Here a nice site about the Nazca lines and several theories trying to explain them:
http://www.crystalinks.com/nasca.html
capeo
QUOTE(Orion von Koch @ Feb 11 2006, 01:44 PM) [snapback]1058015[/snapback]

Capeo...or whatever, you have not read this post and you are in the wrong spot...which is easy in that part of the world. Get an old National Geographic and see the mail run back in the 1930s...it was a shot taken from the air.

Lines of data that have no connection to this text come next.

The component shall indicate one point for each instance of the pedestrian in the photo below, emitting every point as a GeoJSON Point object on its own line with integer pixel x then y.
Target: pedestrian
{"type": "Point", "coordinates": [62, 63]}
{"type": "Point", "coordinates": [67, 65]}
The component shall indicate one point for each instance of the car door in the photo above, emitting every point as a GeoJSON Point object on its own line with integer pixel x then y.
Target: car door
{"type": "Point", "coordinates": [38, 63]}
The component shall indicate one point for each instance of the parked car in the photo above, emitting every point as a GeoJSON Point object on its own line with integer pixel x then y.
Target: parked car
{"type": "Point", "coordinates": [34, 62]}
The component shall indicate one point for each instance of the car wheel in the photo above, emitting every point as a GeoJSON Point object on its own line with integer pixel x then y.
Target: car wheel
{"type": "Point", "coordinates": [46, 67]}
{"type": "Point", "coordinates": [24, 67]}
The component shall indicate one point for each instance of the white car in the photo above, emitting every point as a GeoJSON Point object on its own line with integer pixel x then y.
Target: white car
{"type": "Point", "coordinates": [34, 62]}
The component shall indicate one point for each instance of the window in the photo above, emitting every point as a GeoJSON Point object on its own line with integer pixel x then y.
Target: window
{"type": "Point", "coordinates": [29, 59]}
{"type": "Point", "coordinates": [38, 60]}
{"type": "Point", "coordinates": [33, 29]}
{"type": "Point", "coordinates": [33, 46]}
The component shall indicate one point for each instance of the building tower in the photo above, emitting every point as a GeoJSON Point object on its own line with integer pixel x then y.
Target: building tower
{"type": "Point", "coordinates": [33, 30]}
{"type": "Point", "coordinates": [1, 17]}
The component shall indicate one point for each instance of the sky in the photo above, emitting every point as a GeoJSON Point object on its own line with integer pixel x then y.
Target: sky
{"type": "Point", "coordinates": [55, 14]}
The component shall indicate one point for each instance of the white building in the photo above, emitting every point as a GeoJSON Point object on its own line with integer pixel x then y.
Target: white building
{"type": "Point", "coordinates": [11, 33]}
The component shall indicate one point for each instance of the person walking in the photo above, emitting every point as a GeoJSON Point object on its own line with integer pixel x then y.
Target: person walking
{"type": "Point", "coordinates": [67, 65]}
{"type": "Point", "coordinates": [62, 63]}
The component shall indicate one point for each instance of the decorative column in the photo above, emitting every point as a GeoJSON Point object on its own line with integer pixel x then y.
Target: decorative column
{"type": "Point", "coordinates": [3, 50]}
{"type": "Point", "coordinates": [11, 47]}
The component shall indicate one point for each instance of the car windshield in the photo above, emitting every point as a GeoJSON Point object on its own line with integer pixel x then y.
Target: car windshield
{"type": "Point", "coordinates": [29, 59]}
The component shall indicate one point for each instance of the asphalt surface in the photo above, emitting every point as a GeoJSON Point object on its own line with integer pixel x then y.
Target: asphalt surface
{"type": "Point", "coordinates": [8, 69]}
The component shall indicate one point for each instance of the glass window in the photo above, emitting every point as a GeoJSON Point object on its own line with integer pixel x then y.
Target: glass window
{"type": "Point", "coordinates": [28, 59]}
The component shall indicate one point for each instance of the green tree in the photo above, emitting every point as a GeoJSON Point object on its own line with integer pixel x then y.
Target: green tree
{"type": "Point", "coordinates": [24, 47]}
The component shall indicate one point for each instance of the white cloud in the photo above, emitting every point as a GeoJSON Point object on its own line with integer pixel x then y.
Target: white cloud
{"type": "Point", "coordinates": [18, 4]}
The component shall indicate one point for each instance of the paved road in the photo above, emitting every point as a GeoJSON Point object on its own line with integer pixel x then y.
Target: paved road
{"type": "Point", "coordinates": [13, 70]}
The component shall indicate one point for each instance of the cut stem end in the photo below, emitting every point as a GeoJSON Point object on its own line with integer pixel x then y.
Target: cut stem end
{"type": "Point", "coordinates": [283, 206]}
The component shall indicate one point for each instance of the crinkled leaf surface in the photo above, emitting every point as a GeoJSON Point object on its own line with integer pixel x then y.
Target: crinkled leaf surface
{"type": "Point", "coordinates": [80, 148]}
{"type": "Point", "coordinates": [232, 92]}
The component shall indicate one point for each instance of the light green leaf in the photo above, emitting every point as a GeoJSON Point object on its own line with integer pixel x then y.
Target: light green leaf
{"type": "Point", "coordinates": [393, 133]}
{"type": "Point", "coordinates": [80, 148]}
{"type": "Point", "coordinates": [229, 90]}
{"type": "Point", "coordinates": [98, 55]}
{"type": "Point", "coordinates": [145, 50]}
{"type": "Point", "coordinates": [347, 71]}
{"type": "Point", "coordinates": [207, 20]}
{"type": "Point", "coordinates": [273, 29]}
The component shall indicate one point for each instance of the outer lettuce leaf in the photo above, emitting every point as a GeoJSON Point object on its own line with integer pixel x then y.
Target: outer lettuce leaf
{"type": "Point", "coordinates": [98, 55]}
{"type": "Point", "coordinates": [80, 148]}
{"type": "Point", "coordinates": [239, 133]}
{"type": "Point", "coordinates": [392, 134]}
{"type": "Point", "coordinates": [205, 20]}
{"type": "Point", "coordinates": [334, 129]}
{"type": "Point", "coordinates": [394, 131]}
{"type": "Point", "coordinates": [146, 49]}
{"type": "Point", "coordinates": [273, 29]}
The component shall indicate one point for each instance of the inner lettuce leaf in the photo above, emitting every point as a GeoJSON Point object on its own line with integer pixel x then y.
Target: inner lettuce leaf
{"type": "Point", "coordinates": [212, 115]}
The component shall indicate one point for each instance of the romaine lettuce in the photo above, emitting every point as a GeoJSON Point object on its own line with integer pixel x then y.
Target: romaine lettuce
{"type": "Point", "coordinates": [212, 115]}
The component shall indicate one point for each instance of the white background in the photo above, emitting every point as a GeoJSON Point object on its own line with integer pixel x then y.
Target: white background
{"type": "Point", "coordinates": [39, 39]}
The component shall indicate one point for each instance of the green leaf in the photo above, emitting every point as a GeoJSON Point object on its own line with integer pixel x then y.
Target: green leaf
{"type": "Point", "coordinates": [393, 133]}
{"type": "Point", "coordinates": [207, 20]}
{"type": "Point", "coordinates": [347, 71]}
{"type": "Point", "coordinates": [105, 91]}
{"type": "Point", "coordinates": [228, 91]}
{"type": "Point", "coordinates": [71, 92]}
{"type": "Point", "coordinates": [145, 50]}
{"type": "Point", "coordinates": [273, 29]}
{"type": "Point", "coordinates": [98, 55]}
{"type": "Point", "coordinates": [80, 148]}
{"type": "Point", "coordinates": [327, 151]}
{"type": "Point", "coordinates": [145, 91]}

tongue.gif is that a childish poke at my screen name? Oh, O, I have read the post and I'm correct. The holes are actually in the Rimac valley not the Pisco valley by the way. Is that Daniken's geography? You may be mixing it up with Tiwanaku, or maybe Daniken was trying to connect two of his locales of wondrous alien spawned civilizations. Wait, he wouldn't be disingenuous, would he? Perhaps just inaccurate. Look up Cajamarquilla for yourself and you'll see.
Orion von Koch
Did you look up the issue of the National Geographic set above as the source...darn, I keep moving the copies to various files and never can find what I am looking for in this darn office. I will post it again as soon as I dig myself out of this world of stuff.
Orion von Koch
Finally, a picture of the holes I have been talking about...

I know what they are.

http://www.anomalies-unlimited.com/Cajamarquilla.html
capeo
Yes, those are precisely what I was speaking about. I've already seen that pic. So?
Prawus
Most of this thread is the biggest pile of miscreditation I've ever seen.

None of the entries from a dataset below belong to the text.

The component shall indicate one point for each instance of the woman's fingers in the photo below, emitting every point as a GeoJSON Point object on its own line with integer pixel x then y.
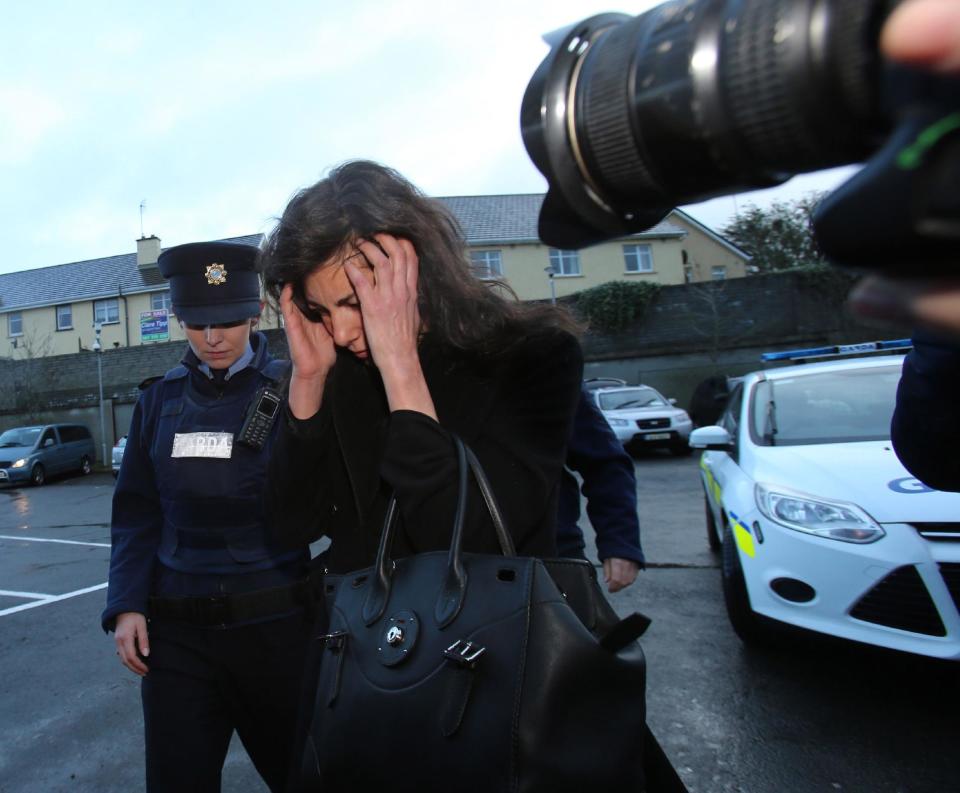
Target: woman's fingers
{"type": "Point", "coordinates": [394, 262]}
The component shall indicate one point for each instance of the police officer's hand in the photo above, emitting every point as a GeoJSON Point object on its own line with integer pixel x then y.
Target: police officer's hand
{"type": "Point", "coordinates": [130, 636]}
{"type": "Point", "coordinates": [313, 355]}
{"type": "Point", "coordinates": [619, 573]}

Orion, I respect your ideas and opinions, and to a certain degree I share them myself.

Just wanted to show some support. Keep at it.
Orion von Koch
I know whereof you speak. The world is full of this type of thinking and any straight forward presentation is leveraged via informal fallacy right off the frontpage. Their methodology is co-opt.
capeo
QUOTE(Orion von Koch @ Feb 22 2006, 02:33 PM) [snapback]1073775[/snapback]

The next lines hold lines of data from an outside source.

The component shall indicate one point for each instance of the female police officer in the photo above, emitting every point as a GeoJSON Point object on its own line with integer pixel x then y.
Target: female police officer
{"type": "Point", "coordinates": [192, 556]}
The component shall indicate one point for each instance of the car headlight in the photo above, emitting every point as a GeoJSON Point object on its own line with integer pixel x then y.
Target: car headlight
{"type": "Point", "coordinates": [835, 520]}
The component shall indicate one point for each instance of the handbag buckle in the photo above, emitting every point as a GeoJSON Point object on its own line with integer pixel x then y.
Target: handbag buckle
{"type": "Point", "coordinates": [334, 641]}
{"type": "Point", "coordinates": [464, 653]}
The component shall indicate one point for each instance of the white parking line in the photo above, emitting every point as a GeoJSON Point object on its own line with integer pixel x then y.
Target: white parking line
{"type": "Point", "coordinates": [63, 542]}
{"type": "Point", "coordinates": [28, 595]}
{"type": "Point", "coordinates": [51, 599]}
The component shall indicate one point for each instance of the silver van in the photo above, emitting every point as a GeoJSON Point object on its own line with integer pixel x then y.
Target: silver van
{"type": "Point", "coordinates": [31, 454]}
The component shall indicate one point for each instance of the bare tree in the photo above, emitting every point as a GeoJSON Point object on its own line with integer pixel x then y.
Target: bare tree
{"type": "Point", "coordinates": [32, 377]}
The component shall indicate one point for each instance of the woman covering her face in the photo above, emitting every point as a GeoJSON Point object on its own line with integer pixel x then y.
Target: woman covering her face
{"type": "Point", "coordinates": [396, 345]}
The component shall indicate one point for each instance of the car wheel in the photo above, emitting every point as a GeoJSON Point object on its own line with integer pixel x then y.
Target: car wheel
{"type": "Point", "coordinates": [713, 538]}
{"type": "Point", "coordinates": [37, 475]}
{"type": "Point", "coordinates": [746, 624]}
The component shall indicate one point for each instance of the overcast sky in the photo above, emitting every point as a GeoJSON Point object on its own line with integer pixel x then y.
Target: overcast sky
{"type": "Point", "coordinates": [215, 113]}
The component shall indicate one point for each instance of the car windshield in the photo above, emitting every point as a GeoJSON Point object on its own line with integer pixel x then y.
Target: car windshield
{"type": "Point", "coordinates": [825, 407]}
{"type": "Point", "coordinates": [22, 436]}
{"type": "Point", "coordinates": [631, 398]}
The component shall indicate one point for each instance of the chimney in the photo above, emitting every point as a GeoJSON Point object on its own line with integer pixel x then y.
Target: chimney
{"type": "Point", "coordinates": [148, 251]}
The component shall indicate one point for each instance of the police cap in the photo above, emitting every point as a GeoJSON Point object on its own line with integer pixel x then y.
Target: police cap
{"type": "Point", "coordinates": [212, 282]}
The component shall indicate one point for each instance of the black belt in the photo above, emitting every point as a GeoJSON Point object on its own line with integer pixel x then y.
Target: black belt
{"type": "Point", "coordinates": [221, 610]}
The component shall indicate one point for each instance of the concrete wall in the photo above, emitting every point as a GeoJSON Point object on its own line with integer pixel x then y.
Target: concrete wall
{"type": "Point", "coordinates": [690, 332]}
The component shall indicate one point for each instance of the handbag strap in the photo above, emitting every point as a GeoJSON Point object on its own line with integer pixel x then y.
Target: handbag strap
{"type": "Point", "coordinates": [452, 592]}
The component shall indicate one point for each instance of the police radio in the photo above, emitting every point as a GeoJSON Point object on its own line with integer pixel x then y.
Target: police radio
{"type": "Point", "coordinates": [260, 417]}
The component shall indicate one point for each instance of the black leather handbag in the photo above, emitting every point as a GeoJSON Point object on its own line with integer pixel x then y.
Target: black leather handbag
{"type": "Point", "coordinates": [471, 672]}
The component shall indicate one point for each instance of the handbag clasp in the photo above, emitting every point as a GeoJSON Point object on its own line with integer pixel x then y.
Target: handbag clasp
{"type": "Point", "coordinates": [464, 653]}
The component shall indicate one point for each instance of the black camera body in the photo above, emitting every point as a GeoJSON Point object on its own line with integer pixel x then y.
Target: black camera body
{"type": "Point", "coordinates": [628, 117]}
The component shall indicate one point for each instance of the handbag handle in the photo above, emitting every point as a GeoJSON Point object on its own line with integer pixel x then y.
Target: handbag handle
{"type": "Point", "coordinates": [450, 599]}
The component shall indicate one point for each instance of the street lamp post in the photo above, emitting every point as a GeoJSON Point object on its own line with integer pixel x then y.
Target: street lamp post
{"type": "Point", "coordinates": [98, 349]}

I know whereof you speak. The world is full of this type of thinking and any straight forward presentation is leveraged via informal fallacy right off the frontpage. Their methodology is co-opt.


Oh, boy huh.gif
Orion von Koch
Deep within the psyche of all humans lives a desire for recognition of one's existence and prowess. In order to fulfill this desire within mankind, one finds the first step to position for recognition. That step is the act of leveraging all physical aspects for power and control in every event sequence that we participate with in life. The step is one of moving thought that manifests into an act designed for power over the Other. The Me (you) views all outside or external entities or material objects as the Other. Put simply -- there is Me (you) and there is the Other. To the Me, all outside persons, things, whatever -- are the Other. The Me competes with the Other for power and control within the realm of Lawful-existence or what some call the Essence (Laws of Physics or Nature).

The Essence is also considered the Universe. It is where the Me and the Other reside in a quantum existence full of laws and forces that leverage us by its own making. Some call this realm God. No matter how you term this inexplicable being or state of existence, you are here taking part in a drama that no one person can explain. You, the Me, really do not know if the Other really exists, but if it does not exist, do you exist? Without the Other, would you have the data to communicate back to you in feedback, that you exist?

The Void is the Ultimate unknowable it may be non-existence. You will never know the meaning of the Void as the Me. The self-oriented being or person can not know the Void, for it is deep, dark and undetectable. Selfish persons who desire recognition are really looking for reinforcement that they exist. Selfishness causes non-learning and pushes us closer to the edge of the Void. Without attention from the Other, we have no worldly data to feedback on the reality of our existence. The only way we can ever learn our way in the universe is to become unselfish and reach out to the Other to learn from all of them. To join the Other is to become unselfish. This is what some call Love. To Love the Other as we Love the Me is to gain knowledge on the Essence and the Void. The more we share knowledge with the Other, the more we see of life. An unselfish person soon learns that he is the Other.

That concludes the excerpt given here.